Geneva Lloyd, Amherst (Sr.) — Defense
Lloyd has emerged as one of the most dynamic players in D-III over the past four seasons, playing both defense and forward for the Lord Jeffs. She made an immediate impact as a member of Amherst’s 2010 national championship team her freshman season, and hasn’t looked back since. She has scored eight goals and tallied seven more assists for 15 points. In 93 games played, she has 38 goals and 64 assists for 102 points.

Last year, Lloyd was named the NESCAC Player of the Year after leading the Lord Jeffs back to the NCAAs after a brief one-year hiatus in 2011. She has been the model of consistency over her four seasons with 31, 32, and 24 points respectively, and now 15 points through 11 games this season.

Lindsey Hjelm, Gustavus Adolphus (Sr.) — Defense
Similar to Lloyd, Hjelm has played both defense and forward in her standout four-year career for the Golden Gusties. As much as Lloyd has been the dominant blueliner in the East Region, Hjelm has matched her stride for stride in the West. Hjelm has two goals and four assists for six points on the season, and has played a large role in Gustavus Adolphus’ perfect 10-0-0 start to the year. Last time out, Hjelm played in her 100th career game and she has tallied 36 goals and 50 assists for 86 points.

Hjelm has been an integral part of Gustavus Adolphus’ three straight trips to the Frozen Four, and has the Gusties setting up to make a run at their fourth straight so far this season. Hjelm’s size and tenacity make her an opposing coach’s nightmare when trying to matchup against her.

Jess Newstrom, Bethel (Sr.) — Goalie
Newstrom has flown under the radar during her four-year career because of not playing on one of the traditional Western powers of Gustavus Adolphus, Wisconsin-Superior, Wisconsin-River Falls, etc. However, you’d be hard pressed to find many goaltenders that have better numbers, considering Bethel has traditionally been a middle of the pack MIAC team.

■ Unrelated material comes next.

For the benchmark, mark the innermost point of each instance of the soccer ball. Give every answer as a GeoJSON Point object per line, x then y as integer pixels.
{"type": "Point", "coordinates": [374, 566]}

Newstrom is 4-2-1 this season with a 1.27 goals-against average and a sensational .957 save percentage. Her goals-against average ranks seventh in the nation, and her save percentage is fourth. For her career, Newstrom has a 39-28-6 record with a 1.96 goals-against average and a .934 save percentage.

Katie Little, Manhattanville (Sr.) – Forward
Little has had a remarkable four-year career for the Valiants, compiling 114 points in 96 career games. She has 63 goals and 51 assists and was named the ECAC East Rookie of the Year during an incredible freshman campaign where she tallied 27 goals and 15 assists for 42 points. So far this season, Little has seven goals and five assists for 12 points. She leads the team in points and has been a key factor in Manhattanville being the last remaining unbeaten team in the ECAC East.

Curse of the Hurd Award?
Similar to the Patty Kazmaier Trophy on the D-I side, there have been few and far between players to win the Hurd and an NCAA national championship in the same season. Since the NCAA started sponsoring a D-III championship in 2002, only two players have ever accomplished the feat, with Middlebury’s Emily Quizon in 2006 and Plattsburgh’s Blanchard in 2008. In three out of the last four seasons, the curse has gone to a whole new level, with three of the winners making it to the national championship game, but losing in it.

If actually chosen as finalists, Hjelm and Lloyd would have the chance to become just the second defenseman to ever win the Hurd Award in its 14-year history. Gustavus Adolphus’ Andrea Peterson won in 2007. Also, Newstrom would have the chance to become the second goalie to ever win, with Trinity’s Isabel Iwachiw being the only goaltender to receive the Hurd Award in 2010.

Laura Hurd Award Winners
2000 — Sylvia Ryan, Middlebury College
2001 — Michelle Labbe, Middlebury College
2002 — Sarah Moe, Gustavus Adolphus
2003 — Angela Kapus, Middlebury College
2004 — Molly Wasserman, Williams College
2005 — Laura Hurd, Elmira College
2006 — Emily Quizon, Middlebury College
2007 — Andrea Peterson, Gustavus Adolphus
2008 — Danielle Blanchard, Plattsburgh State
2009 — Kayla Coady, Elmira College
2010 — Isabel Iwachiw, Trinity College
2011 — Sarah Dagg, Rochester Inst. of Tech.